General Electric Co. v. Joiner
Citation and Court
522 U.S. 136 (1997), Supreme Court of the United States
Facts
Joiner, an electrician with lung cancer, sued General Electric alleging that workplace exposure to PCBs and their derivatives caused his cancer. He offered expert testimony that the exposure caused his cancer. The district court excluded the expert testimony under Daubert as unreliable because the experts’ conclusions were not adequately supported by the studies they cited, and then granted summary judgment for GE.
Issue
What standard of review applies when an appellate court reviews a district court’s decision to admit or exclude expert testimony under Daubert?
Holding
The Supreme Court held that abuse of discretion is the proper standard for appellate review of a trial court’s Daubert ruling on expert testimony, and affirmed the exclusion of Joiner’s experts.
Rule / Doctrine
A trial court’s decision to admit or exclude expert testimony under FRE 702 and Daubert is reviewed for abuse of discretion, not de novo.

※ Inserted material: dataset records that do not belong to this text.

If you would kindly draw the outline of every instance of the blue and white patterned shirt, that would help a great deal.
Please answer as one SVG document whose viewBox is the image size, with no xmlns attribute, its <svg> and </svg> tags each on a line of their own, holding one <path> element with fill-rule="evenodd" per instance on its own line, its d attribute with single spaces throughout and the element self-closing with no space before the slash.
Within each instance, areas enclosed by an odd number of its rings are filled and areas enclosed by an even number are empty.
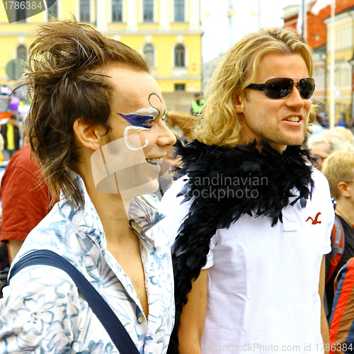
<svg viewBox="0 0 354 354">
<path fill-rule="evenodd" d="M 144 316 L 130 280 L 107 250 L 97 212 L 82 179 L 74 174 L 84 206 L 59 203 L 28 235 L 13 263 L 38 249 L 69 261 L 89 280 L 118 316 L 141 354 L 166 352 L 174 322 L 173 278 L 167 237 L 160 217 L 132 223 L 139 229 L 149 316 Z M 137 200 L 135 200 L 137 202 Z M 134 208 L 148 207 L 133 203 Z M 149 215 L 149 213 L 148 213 Z M 31 266 L 13 276 L 0 302 L 0 353 L 118 353 L 105 329 L 71 278 L 47 266 Z"/>
</svg>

The trial court acts as a gatekeeper and has broad discretion to exclude expert testimony that is not sufficiently tied to the facts of the case or does not flow from the expert’s methodology. A court may exclude expert testimony when there is too great an analytical gap between the data and the expert’s conclusion.
Significance
Joiner is the second case in the Daubert trilogy (with Daubert and Kumho Tire) and establishes the abuse of discretion standard of review for expert testimony rulings. It also makes clear that trial courts may scrutinize not just methodology but also the connection between the data and the expert’s conclusions.